ABSTRACT

In the 21st century context, the Philippine education system is buffeted by global movements on the one hand and local, contextualized reactions on the other. The global Education For All (EFA) movement has become a key linchpin of Philippine education policy. It is a global normative formula designed to accomplish the fundamental common good of education. The Philippine Basic Education Sector Reform Agenda (BESRA) is the localized and contextualized response to EFA. Teachers have discovered that the oftentimes-opposing forces of EFA and BESRA have placed them in what Appadurai describes as fundamental disjunctures where their localized educational practices clash with global and purportedly new innovations.

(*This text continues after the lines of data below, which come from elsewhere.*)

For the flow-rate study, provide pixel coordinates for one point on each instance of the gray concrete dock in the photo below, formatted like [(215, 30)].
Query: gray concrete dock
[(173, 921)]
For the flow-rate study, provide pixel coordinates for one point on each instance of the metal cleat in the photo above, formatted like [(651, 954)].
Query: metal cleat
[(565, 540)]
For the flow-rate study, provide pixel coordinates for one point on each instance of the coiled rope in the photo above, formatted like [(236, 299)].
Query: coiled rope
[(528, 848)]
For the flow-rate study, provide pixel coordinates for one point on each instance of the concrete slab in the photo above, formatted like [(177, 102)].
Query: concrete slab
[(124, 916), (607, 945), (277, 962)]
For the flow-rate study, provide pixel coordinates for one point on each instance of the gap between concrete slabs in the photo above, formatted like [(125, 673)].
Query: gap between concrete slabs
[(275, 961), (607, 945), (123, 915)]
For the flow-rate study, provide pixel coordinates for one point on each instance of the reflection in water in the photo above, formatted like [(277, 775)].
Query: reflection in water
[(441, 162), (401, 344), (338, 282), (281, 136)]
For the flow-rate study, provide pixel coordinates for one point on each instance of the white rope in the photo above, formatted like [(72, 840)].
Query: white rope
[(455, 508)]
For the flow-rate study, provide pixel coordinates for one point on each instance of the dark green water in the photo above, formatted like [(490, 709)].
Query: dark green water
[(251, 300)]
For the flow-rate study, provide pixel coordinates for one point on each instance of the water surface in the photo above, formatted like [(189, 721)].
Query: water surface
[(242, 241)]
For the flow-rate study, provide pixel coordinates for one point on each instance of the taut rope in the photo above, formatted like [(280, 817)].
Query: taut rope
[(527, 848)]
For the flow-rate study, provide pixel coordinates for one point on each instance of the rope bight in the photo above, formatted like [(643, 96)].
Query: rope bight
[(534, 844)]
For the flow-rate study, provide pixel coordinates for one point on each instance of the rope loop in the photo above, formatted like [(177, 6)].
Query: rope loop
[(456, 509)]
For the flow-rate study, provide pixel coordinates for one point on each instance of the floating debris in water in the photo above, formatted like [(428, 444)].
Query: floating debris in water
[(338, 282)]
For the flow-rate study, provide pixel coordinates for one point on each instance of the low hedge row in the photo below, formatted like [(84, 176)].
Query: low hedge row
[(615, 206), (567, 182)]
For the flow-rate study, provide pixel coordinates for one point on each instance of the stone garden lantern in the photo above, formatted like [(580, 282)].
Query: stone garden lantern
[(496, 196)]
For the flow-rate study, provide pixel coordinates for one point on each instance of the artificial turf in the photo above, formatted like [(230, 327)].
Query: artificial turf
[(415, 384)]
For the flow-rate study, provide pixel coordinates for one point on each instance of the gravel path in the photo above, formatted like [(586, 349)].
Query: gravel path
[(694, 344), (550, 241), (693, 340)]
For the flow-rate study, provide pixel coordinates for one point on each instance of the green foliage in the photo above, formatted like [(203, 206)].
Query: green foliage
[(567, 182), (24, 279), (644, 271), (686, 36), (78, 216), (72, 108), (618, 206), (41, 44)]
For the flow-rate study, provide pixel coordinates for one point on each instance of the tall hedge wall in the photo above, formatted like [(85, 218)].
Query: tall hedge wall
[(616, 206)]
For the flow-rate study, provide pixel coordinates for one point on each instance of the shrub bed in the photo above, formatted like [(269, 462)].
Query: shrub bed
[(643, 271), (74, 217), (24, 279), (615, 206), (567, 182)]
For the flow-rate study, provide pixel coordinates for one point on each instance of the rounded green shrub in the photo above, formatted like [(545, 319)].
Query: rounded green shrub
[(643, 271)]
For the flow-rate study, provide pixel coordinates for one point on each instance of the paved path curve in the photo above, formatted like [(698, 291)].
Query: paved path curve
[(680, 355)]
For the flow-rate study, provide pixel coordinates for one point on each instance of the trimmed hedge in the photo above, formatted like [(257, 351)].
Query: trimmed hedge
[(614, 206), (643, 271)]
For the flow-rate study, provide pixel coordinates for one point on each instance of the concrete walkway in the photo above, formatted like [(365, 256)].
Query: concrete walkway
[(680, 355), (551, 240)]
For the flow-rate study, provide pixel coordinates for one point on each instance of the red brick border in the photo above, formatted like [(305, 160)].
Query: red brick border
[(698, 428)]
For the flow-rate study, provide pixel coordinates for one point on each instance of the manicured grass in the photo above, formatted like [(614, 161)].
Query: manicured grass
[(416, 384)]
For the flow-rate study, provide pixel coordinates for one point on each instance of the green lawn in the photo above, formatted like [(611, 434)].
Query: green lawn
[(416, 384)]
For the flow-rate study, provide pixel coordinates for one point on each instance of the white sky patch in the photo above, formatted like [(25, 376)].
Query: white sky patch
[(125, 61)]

This chapter argues that teachers who find themselves in these disjunctures caused by the intersection of global and local policies and practices undergo sense-making experiences moderated by their sociocultural interactions. In this chapter, the sense-making encounters of school stakeholders implementing teacher education policies, represented by narratives, are viewed from the perspectives of identity, agency, and ownership. Identity formation emerges as one of the fundamental reactions to these experiences. This chapter posits that as these school stakeholders navigate through various waves of disjunctures, they make choices that either empower them or disempower them. In a word, their sense-making experiences impact on their sense of agency. Aside from identity and sense of agency, this chapter also affirms that while attempting to make sense, school stakeholders also experience decisions impinging on their sense of ownership. These theoretical assumptions allow this chapter to contribute to current debates on how educational policies impact actors who position themselves in relation to ownership, sense-making, and agency.